When the SPN graph is created, we can place nodes in a context of a specific different graph. When SPN nodes are added as children to other SPN nodes, it should be verified that the TF graphs they exist in are the same. Then, when adding inference/learning operations, we automatically add them to the TF graph in which the SPN graph exists.
There is a special node in the SPN graph containing weights that is connected to the node performing an operation.
Pros:
- Better encapsulation, weights-related computations are stored in a separate class
- Sharing weights is less constrained and can be done by connecting a single weights node to multiple operation nodes
Cons:
- For operations using weights, always two nodes must be created, one for the operation, one for the weights.

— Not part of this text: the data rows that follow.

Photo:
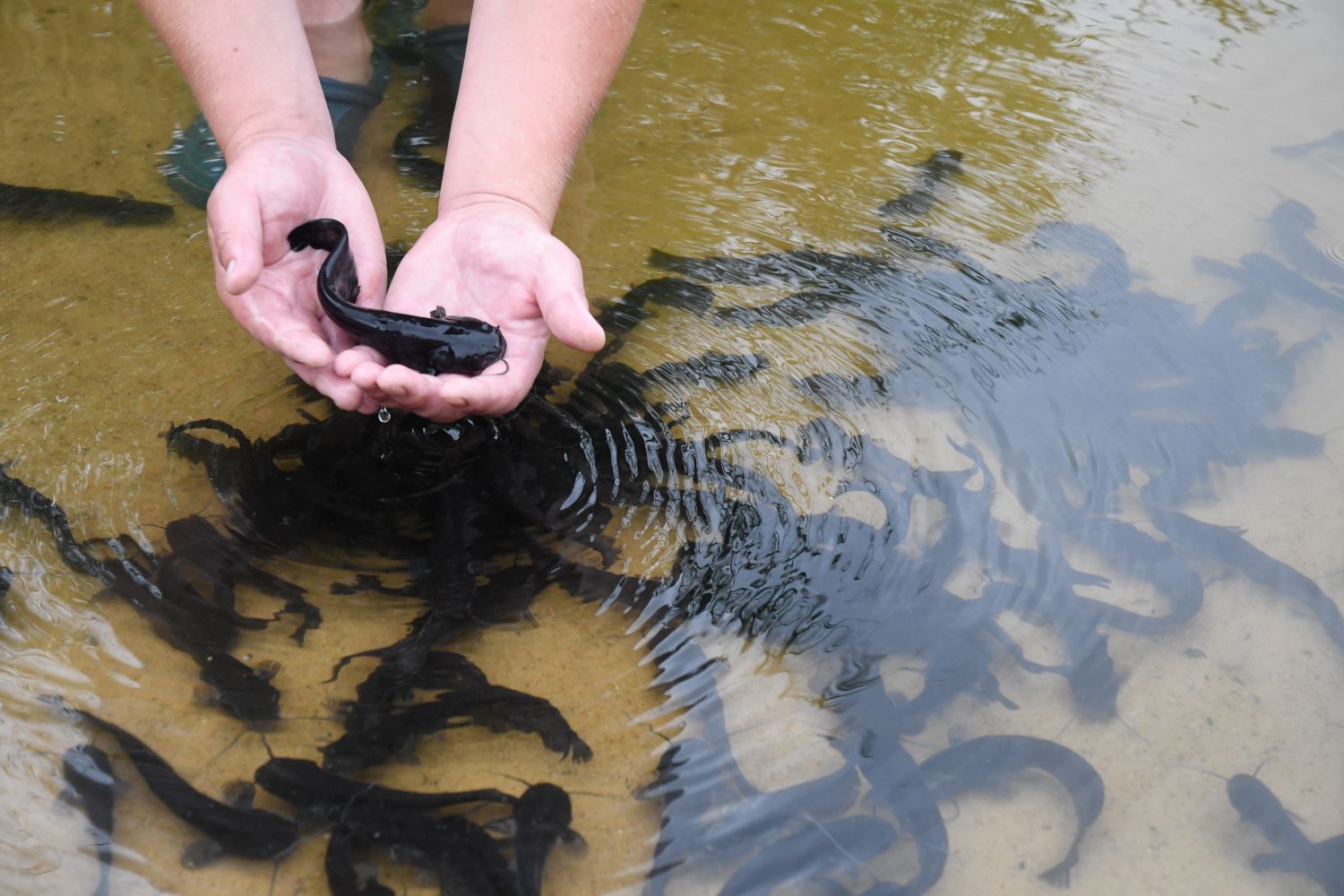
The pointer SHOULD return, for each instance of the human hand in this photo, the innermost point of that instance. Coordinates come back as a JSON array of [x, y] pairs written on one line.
[[495, 260], [273, 183]]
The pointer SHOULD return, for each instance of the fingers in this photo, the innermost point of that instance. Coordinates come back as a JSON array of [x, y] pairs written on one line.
[[344, 394], [559, 295], [279, 325], [233, 217]]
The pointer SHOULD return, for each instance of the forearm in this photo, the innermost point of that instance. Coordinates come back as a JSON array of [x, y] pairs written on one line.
[[535, 74], [247, 64]]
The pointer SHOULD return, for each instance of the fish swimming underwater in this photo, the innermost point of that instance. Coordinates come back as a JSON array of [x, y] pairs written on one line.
[[230, 829], [42, 203], [1257, 804], [437, 344], [89, 775]]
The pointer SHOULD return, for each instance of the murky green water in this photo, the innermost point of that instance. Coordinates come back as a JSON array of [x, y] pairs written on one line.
[[733, 129]]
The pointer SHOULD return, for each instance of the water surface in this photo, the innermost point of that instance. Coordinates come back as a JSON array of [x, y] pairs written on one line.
[[1140, 389]]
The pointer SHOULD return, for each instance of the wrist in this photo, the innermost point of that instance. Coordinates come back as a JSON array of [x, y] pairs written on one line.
[[290, 126], [481, 201]]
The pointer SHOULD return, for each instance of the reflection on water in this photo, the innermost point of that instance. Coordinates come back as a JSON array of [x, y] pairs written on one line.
[[868, 516]]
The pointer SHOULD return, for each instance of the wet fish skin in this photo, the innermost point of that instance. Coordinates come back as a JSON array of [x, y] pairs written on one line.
[[376, 734], [42, 203], [540, 817], [88, 771], [242, 831], [343, 877], [981, 762], [464, 856], [432, 346]]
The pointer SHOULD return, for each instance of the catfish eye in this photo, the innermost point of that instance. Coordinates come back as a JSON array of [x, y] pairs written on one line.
[[443, 357]]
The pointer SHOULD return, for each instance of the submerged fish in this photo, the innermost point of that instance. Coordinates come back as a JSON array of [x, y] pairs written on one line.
[[437, 344], [42, 203], [540, 818], [89, 775], [986, 761], [1257, 804], [304, 783], [231, 831], [933, 171]]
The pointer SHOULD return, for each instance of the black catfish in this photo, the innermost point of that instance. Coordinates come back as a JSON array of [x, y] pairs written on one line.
[[540, 817], [437, 344], [933, 171], [233, 831], [1257, 804], [42, 203], [89, 775], [464, 856], [304, 783], [984, 761]]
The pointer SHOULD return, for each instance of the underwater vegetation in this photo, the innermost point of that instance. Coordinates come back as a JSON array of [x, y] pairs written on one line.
[[1088, 390]]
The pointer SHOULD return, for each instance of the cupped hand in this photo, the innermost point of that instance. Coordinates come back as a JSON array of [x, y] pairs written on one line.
[[273, 183], [494, 260]]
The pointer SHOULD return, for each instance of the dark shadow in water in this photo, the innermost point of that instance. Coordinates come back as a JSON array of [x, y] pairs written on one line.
[[1072, 387]]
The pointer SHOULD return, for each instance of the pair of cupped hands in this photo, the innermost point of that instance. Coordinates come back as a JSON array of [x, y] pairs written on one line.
[[487, 257]]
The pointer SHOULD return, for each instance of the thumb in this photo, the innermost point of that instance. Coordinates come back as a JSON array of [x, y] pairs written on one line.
[[233, 218], [559, 295]]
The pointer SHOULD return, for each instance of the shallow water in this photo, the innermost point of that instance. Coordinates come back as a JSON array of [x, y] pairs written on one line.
[[1139, 384]]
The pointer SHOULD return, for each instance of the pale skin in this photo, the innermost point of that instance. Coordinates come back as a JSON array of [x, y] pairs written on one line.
[[535, 74]]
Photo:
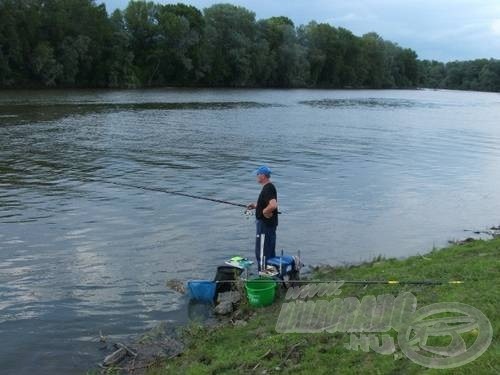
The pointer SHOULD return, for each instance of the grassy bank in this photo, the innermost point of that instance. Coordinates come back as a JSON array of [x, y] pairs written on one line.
[[257, 348]]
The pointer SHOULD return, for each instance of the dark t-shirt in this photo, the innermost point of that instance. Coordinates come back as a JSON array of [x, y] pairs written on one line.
[[268, 192]]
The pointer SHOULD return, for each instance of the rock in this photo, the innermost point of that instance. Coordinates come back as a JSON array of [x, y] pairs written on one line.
[[232, 296], [224, 308], [115, 357]]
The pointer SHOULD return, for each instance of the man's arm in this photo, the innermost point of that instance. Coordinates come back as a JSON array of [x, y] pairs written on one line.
[[268, 211]]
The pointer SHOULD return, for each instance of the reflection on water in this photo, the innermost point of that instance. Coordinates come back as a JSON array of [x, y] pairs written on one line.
[[367, 103], [51, 111], [79, 255]]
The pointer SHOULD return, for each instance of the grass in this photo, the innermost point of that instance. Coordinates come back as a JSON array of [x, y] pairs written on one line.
[[258, 348]]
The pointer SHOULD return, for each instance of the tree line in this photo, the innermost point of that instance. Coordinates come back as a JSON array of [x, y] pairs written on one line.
[[76, 43]]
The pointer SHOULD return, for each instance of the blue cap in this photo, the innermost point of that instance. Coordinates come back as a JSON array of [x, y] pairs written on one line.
[[265, 170]]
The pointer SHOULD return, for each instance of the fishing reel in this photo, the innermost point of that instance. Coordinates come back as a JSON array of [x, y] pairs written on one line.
[[248, 213]]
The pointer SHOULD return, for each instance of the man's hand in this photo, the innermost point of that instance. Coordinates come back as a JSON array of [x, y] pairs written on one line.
[[268, 211]]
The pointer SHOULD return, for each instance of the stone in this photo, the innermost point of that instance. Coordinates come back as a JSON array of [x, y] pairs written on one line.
[[224, 308]]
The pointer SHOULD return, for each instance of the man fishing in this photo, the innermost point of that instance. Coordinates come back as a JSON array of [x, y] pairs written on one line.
[[266, 213]]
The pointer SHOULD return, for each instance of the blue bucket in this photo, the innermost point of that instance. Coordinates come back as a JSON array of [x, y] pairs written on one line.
[[202, 290]]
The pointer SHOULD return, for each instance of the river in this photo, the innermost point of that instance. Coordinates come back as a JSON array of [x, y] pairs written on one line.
[[359, 174]]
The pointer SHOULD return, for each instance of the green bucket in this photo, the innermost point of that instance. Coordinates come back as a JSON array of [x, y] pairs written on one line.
[[261, 291]]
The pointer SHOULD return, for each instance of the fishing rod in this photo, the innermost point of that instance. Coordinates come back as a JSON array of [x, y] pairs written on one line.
[[360, 282], [173, 192]]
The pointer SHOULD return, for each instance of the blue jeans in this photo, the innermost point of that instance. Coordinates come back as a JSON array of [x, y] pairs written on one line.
[[265, 242]]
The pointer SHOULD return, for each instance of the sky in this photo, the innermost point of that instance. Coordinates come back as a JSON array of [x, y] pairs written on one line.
[[442, 30]]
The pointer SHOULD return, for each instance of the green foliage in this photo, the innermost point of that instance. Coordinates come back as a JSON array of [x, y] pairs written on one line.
[[480, 75], [257, 348], [75, 43]]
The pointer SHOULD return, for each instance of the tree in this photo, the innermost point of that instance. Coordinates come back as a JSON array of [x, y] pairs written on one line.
[[230, 35]]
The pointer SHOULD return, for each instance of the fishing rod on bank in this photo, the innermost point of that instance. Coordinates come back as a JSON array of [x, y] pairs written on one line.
[[361, 282]]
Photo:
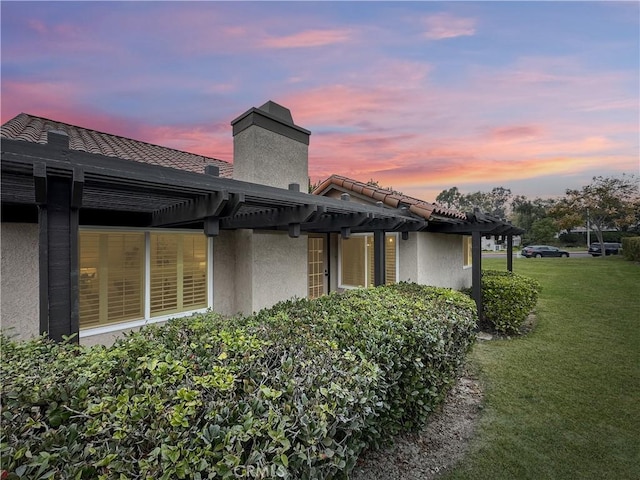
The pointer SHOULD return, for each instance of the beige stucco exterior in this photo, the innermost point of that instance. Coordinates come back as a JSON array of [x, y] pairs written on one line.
[[426, 258], [19, 276], [434, 259], [258, 269], [269, 158]]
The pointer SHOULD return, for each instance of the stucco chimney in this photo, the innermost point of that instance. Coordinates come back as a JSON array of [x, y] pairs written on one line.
[[268, 148]]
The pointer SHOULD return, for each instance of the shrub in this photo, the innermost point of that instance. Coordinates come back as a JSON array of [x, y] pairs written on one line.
[[297, 391], [631, 248], [417, 335], [507, 299]]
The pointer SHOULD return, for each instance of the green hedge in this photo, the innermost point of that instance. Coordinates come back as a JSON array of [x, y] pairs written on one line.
[[297, 391], [631, 248], [507, 299]]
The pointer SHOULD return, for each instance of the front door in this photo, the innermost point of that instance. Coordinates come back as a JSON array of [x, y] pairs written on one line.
[[317, 266]]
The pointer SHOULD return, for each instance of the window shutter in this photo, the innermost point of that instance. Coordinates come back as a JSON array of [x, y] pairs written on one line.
[[111, 277], [178, 273]]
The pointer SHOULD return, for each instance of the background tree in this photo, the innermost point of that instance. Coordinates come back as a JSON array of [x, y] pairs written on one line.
[[608, 202], [543, 230], [525, 213], [450, 198], [495, 203]]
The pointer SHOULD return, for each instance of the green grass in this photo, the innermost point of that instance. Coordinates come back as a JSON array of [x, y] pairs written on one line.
[[563, 402]]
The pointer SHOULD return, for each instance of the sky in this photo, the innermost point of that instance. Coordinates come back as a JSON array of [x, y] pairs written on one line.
[[537, 97]]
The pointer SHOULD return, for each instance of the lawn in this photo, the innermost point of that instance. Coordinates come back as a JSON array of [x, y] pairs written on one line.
[[563, 402]]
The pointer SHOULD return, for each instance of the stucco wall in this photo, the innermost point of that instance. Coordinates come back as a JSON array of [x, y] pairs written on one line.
[[262, 156], [434, 259], [19, 292], [279, 268], [224, 264]]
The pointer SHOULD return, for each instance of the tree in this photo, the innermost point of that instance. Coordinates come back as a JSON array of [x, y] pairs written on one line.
[[543, 230], [449, 198], [607, 202], [525, 213], [495, 203]]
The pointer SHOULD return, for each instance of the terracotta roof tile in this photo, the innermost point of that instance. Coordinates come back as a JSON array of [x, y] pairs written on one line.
[[30, 128], [388, 197]]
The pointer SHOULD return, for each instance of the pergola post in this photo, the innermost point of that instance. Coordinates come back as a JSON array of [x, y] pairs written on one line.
[[378, 258], [510, 253], [476, 270], [59, 264]]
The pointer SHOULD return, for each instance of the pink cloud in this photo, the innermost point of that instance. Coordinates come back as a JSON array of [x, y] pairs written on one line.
[[443, 25], [515, 132], [309, 38]]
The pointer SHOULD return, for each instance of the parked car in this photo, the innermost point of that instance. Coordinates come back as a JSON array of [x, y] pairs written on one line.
[[609, 249], [543, 251]]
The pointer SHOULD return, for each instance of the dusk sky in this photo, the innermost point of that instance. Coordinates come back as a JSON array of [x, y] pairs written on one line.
[[420, 96]]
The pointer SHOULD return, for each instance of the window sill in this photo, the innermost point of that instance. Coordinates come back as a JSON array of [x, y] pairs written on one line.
[[116, 327]]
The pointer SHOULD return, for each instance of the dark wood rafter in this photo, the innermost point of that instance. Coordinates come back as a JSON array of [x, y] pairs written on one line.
[[335, 223], [209, 205], [270, 218]]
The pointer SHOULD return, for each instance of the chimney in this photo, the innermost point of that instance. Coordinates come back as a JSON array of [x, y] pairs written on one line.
[[268, 148]]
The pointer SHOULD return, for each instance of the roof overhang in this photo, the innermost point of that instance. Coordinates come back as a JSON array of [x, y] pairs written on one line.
[[114, 188]]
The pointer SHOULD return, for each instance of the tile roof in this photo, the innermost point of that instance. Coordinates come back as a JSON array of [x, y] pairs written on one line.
[[34, 129], [392, 199]]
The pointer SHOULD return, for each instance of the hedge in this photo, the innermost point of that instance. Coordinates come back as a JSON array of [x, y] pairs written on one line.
[[631, 248], [297, 391], [507, 299]]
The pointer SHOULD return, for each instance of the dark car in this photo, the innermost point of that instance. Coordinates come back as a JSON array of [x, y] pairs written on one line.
[[543, 251], [609, 249]]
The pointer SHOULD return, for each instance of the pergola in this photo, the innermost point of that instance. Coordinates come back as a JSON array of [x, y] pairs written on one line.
[[61, 189]]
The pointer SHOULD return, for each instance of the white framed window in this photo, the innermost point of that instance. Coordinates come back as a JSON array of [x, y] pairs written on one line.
[[467, 256], [129, 278], [356, 260]]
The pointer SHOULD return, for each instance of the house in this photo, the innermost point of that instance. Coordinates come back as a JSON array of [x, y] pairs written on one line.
[[496, 244], [102, 233]]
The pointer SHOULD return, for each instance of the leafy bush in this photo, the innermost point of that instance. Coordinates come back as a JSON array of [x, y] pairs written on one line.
[[507, 299], [417, 335], [631, 248], [297, 391]]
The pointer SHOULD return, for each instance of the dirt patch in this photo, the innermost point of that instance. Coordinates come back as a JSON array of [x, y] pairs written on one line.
[[439, 446]]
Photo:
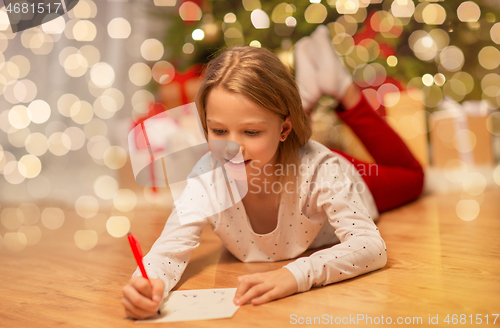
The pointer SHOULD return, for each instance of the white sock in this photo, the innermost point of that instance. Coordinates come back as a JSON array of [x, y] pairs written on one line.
[[306, 74], [333, 77]]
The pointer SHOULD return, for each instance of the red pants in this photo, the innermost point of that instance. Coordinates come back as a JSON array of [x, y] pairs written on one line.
[[397, 178]]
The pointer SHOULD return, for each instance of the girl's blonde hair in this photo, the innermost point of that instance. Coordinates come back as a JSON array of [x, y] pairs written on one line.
[[259, 75]]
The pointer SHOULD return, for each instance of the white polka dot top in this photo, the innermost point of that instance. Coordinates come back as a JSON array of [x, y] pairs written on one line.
[[333, 206]]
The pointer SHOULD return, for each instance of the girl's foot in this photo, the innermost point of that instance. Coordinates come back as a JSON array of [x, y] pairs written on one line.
[[306, 73], [333, 77]]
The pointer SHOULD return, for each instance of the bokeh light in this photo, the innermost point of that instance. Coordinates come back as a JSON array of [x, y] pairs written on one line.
[[118, 226], [468, 11], [15, 241], [85, 239], [52, 218], [86, 206], [119, 28], [124, 200]]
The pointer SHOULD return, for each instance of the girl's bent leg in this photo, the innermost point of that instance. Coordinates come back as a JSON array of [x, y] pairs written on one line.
[[380, 140]]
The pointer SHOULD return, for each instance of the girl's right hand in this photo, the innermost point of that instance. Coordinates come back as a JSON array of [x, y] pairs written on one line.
[[141, 299]]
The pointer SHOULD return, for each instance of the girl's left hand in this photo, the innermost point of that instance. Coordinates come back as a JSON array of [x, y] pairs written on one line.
[[260, 288]]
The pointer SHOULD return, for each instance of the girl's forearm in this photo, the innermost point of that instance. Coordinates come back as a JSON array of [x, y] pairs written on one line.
[[352, 97]]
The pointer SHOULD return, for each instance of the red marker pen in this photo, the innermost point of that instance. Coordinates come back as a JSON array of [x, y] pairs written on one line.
[[136, 249]]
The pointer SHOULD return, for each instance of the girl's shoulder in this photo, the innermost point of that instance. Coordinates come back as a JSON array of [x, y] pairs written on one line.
[[314, 150]]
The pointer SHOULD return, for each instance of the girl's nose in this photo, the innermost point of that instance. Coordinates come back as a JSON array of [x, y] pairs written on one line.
[[232, 148]]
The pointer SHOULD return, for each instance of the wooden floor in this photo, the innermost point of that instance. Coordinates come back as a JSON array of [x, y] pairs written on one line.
[[438, 265]]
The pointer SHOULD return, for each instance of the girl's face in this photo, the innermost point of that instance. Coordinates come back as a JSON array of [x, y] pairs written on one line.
[[258, 131]]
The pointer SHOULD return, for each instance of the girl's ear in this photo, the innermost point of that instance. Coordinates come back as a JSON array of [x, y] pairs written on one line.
[[286, 126]]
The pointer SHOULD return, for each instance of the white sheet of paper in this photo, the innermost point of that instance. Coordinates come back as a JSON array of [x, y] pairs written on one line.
[[198, 304]]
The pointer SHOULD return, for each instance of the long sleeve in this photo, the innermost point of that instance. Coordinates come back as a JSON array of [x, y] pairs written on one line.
[[361, 248]]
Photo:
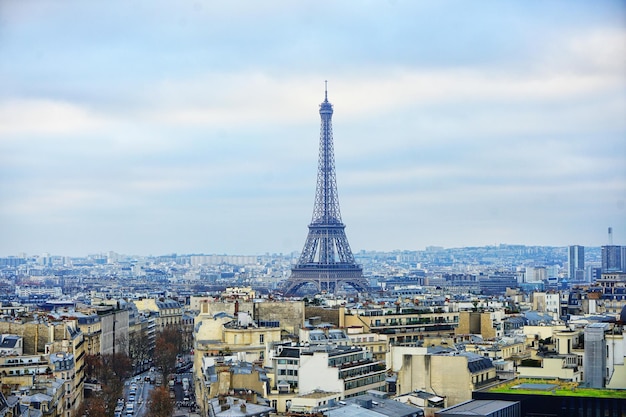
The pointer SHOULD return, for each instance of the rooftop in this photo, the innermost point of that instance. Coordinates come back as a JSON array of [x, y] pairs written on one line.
[[554, 388]]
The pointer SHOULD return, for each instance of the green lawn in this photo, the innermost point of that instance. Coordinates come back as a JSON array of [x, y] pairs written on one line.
[[566, 389]]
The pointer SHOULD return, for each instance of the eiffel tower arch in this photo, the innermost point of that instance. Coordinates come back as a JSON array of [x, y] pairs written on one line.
[[326, 262]]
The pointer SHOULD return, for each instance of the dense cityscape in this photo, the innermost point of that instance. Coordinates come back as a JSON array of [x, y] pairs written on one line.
[[157, 164], [441, 332], [509, 313]]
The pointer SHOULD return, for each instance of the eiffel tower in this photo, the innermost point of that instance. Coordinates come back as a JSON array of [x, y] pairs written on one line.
[[326, 260]]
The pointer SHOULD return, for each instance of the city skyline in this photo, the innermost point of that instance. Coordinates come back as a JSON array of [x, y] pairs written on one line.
[[193, 128]]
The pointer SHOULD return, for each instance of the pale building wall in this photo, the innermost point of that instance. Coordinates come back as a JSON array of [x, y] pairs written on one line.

Weights are a part of the node implementing the operation using them.
Pros:
- Weights are tightly coupled with an operation and conceptually can be seen as a part of it.
- Less nodes to create.
Cons:
- Weight sharing is less flexible and requires that operations sharing weights are implemented in a single node.
- Weight-related computations are mixed with operation-related computations in the same class
Not sure.
Often, particularly in case of discriminative models, the latent variables that are summed out by the sums of an SPN need to be made explicit. It should be possible to both set and infer their values.
A separate IVs node, identical to the one used for IVs corresponding to other variables is used. It is connected to the sum node. If the sum node has such a node connected, it uses the values of the variables during inference (if evidence is provided) and the IVs node provides methods for generating TF ops performing inference of the latent variable values if no evidence or partial evidence is provided (e.g. MPE inference).
Pros:
- Better encapsulation, IV stuff is kept in IV nodes
- IV sharing is less constrained and can be done by connecting a single IV node to multiple sums
Cons:
- None?
The IVs for the hidden variables are a part of the sum node and the interface of the sum node is extended.
Pros:
- None?
Cons:
- More difficult sharing of IVs between sum nodes in the same SPN layer. Sharing would have to happen within a sum node implementing multiple sums. Such behavior can still be achieved even if we decide to place the IVs outside the sum node.
We decide to use Option 1, and if a node implementing multiple sums using the same IVs is created, it can still be connected to an outside IV node.